Article 2 : L'exécution de la décision du préfet de police née le 22 janvier 2024 rejetant implicitement la demande de délivrance du titre de séjour de M. A B en qualité de parent d'enfant réfugiée est suspendue.
Article 3 : Il est enjoint au préfet de police de réexaminer la situation de M. B dans un délai d'un mois à compter de la notification de la présente ordonnance et de lui délivrer dans l'attente un récépissé l'autorisant à travailler valable, en tout état de cause, jusqu'au jugement de sa requête au fond.

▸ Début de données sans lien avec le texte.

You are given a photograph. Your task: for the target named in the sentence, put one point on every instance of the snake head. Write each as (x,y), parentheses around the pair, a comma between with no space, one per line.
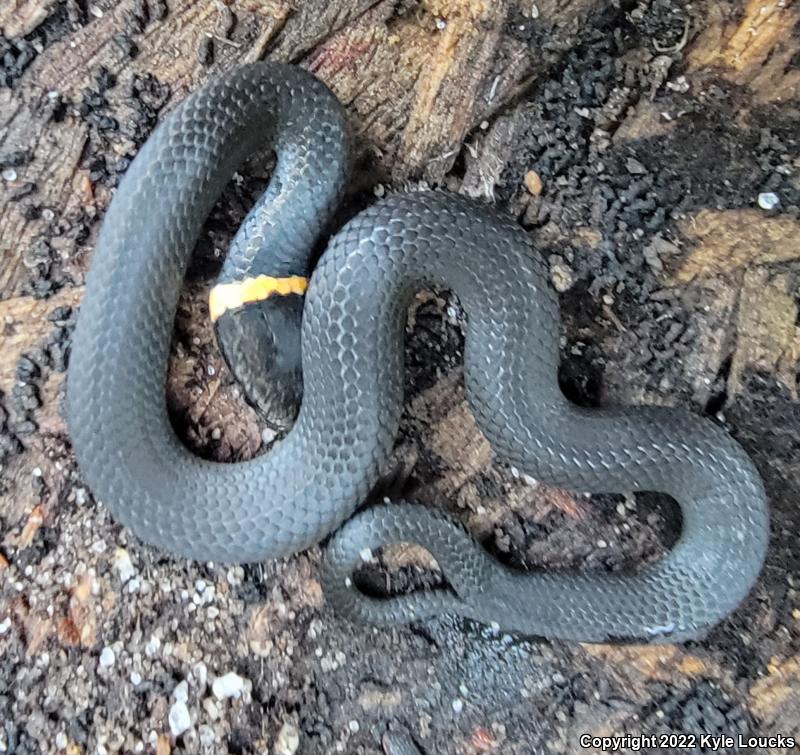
(261,346)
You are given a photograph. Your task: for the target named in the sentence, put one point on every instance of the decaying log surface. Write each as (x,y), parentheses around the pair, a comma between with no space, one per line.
(641,143)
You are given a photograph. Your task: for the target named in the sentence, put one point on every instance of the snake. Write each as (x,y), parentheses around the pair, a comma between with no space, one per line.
(350,336)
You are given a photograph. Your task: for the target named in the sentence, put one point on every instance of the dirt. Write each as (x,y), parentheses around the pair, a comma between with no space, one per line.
(630,143)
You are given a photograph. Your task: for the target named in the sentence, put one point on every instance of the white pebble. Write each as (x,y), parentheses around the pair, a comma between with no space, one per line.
(107,657)
(230,685)
(179,719)
(288,740)
(153,646)
(768,200)
(200,673)
(123,565)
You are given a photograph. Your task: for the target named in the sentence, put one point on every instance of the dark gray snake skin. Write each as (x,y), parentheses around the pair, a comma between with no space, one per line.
(352,339)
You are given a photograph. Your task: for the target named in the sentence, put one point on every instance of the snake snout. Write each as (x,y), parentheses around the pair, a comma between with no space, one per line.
(261,346)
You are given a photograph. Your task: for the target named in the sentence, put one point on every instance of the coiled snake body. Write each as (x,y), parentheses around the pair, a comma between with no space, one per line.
(352,337)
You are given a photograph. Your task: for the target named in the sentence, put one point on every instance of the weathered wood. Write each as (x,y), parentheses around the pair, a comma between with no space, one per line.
(416,81)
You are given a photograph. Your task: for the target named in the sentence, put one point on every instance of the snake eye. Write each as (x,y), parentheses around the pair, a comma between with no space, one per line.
(261,346)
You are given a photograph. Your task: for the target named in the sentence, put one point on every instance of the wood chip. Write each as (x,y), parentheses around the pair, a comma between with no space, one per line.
(533,183)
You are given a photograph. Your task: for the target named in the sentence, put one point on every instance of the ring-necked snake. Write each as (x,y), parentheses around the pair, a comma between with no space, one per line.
(352,359)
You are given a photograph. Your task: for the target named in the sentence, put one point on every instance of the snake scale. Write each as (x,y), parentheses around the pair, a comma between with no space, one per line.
(352,356)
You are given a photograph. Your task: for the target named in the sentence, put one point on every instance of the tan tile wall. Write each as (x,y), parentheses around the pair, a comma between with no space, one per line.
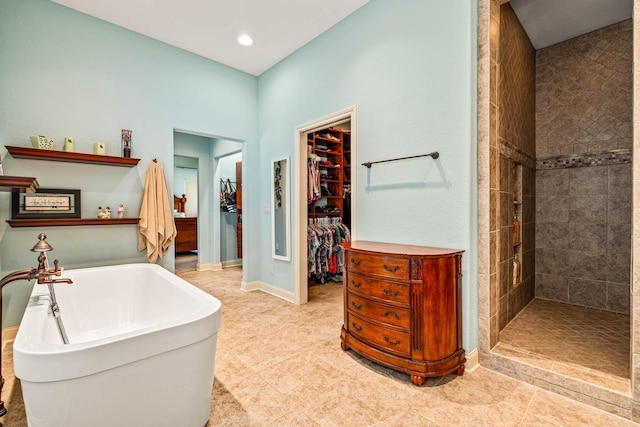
(516,84)
(584,93)
(512,141)
(488,158)
(583,217)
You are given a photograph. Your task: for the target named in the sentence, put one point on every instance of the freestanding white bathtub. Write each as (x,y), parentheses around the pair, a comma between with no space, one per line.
(141,350)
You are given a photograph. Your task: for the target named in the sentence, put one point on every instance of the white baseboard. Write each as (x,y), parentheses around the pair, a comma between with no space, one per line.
(209,267)
(232,263)
(9,334)
(472,362)
(268,289)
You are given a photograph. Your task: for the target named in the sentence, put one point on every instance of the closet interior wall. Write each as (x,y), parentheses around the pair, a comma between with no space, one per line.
(329,156)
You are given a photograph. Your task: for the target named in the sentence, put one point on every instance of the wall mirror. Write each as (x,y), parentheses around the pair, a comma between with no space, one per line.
(280,209)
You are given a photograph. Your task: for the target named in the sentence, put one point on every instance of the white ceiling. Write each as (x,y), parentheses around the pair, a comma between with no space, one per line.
(548,22)
(210,28)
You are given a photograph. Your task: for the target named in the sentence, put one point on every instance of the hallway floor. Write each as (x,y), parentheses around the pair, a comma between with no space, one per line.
(279,364)
(584,343)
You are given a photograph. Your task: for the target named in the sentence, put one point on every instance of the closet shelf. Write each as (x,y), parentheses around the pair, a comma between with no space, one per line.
(18,183)
(65,222)
(327,140)
(73,157)
(319,150)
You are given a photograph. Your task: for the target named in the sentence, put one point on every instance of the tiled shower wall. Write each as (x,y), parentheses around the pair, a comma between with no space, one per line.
(583,236)
(584,93)
(583,213)
(512,143)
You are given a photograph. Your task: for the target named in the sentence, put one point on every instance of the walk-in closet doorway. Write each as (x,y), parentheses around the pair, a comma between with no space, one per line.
(345,119)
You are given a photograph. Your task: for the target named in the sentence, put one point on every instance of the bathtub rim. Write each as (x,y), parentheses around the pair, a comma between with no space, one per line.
(39,361)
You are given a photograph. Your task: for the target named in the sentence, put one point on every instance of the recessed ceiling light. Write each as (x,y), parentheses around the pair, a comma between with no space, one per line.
(245,40)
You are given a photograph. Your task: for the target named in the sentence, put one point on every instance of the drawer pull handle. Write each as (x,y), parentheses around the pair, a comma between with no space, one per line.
(392,343)
(389,269)
(387,292)
(389,313)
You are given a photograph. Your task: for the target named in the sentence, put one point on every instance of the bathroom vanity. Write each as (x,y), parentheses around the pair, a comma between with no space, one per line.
(403,307)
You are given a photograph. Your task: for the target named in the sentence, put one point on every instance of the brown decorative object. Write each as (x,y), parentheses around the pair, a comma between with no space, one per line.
(66,156)
(46,203)
(126,142)
(403,307)
(179,203)
(187,228)
(187,237)
(66,222)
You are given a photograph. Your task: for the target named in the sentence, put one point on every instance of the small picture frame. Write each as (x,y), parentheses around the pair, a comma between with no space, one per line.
(46,203)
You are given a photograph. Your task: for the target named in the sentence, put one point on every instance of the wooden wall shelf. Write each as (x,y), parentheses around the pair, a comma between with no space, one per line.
(18,183)
(64,156)
(66,222)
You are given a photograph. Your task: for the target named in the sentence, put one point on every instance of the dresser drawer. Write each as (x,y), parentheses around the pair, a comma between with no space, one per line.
(392,341)
(399,317)
(381,265)
(380,289)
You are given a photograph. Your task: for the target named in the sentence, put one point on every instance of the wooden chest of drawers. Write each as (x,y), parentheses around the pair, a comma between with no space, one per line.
(187,237)
(403,307)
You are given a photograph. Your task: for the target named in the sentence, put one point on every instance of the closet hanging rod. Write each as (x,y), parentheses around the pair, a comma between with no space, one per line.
(433,155)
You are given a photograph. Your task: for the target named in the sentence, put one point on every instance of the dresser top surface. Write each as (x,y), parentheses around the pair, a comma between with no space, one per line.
(398,249)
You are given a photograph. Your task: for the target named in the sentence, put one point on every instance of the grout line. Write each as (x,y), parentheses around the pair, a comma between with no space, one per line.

Article 4 : Sous réserve de l'admission définitive de M. B à l'aide juridictionnelle et sous réserve que Me Peschanski renonce à percevoir la somme correspondant à la part contributive de l'Etat, l'Etat versera à Me Peschanski, avocat de M. B, une somme de 800 euros en application des dispositions du deuxième alinéa de l'article 37 de la loi du 10 juillet 1991. Dans le cas où l'aide juridictionnelle ne serait pas accordée à M. B par le bureau d'aide juridictionnelle, la somme de 800 euros sera versée à M. B.
Article 5 : La présente ordonnance sera notifiée à M. A B, à Me Peschanski et au ministre de l'intérieur et des outre-mer.
Copie en sera adressée au préfet de police.
Fait à Paris, le 19 juin 2024.
Le juge des référés,
J. SORIN
La République mande et ordonne au ministre de l'intérieur et des outre-mer en ce qui le concerne ou à tous commissaires de justice à ce requis en ce qui concerne les voies de droit commun contre les parties privées, de pourvoir à l'exécution de la présente décision.